Après une « ouverture » mystérieuse autour de l'inauguration d'un zoo d'un nouveau genre où les barreaux des cages sont remplacés par des vitres de dernière technologie — technologie par ailleurs défaillante puisqu'une gamine finit par se faire bouffer par un lion — on entre dans le vif du sujet en même temps que sur la place du village de Saint-Piéjac, quelque part pas très loin d'Angers. Là, Connor Digby, citoyen britannique et écrivain de bluettes pour enfants, se fait livrer une Cadillac Eldorado qui provoque par la même occasion un attroupement devant la boulangerie. Une attraction qui fera la journée des quelques dizaines de badauds présents.
Connor, quinquagénaire en mal d'inspiration, est bientôt aux prises avec Marceline qui, non contente d'avoir failli emplafonner le camion du livreur de la Cadillac, fait grossièrement à Digby le coup de la panne. Lui voudrait s'en débarrasser, mais la « belle » est entreprenante et au lieu de coucher sur une page blanche un fantasme en bon français, l'Anglais se retrouve au pieu avec son entreprenante inconnue pour une épique et mémorable partie de jambes en l'air.

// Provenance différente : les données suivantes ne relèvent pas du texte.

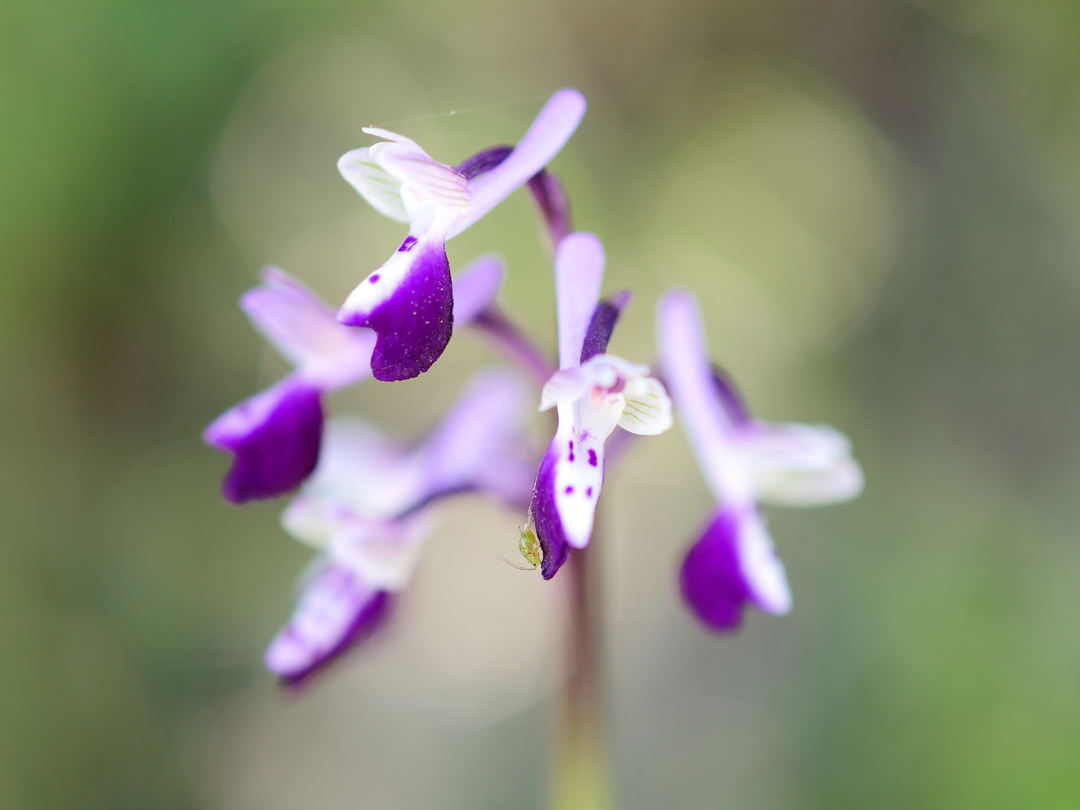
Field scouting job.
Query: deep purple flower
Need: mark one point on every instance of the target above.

— Je suis une sale conne, tu dois te dire.
— Non.
— Mais si. T'as raison de toute façon : je suis une sale conne. C'est les mecs qui font la gueule après la baise. Hein ? Tu te dis ça, c'est ça ? Ben non, tu vois, Concho, y a pas que les hommes. Y a aussi les bonnes femmes. Les bonnes femmes comme moi, qu'ont fréquenté un peu trop les hommes qui font la gueule après la baise. Voilà, c'est comme ça.

On fait alors la connaissance de Kim Bayer et de son désherbeur thermique, faisant office de narratrice épisodique et atteinte du syndrome de la Tourette. Tout ce beau monde assiste au loto organisé dans la salle des fêtes où l'improbable couple détonnant remporte le gros lot : un cochon entier…
Le matin suivant revient sur le tapis la Cadillac qui n'est pas vraiment destinée à Connor, mais plutôt au marquis de la Chesnaye pour qui il fait office de mandataire. Reste que le noblion n'est pas des plus honnêtes et cherche plutôt à arnaquer Digby…

On est au coeur de la France provinciale, voire profonde, dans une bourgade qui comme beaucoup a voté à l'extrême droite lors des dernières élections et se remet difficilement de la défaite. Dès l'entame on sent que la finesse n'est pas la qualité première de ses habitants.
Menée tambour battant, l'intrigue se développe autour du couple Connor-Marceline, deux étrangers à Saint-Piéjac et à ses coutumes ancestrales. Ces deux-là s'étant trouvés, ils vont mettre tout leur coeur à foutre le « seum » et à rétablir l'équilibre dans ce joli village qui part en « couille ».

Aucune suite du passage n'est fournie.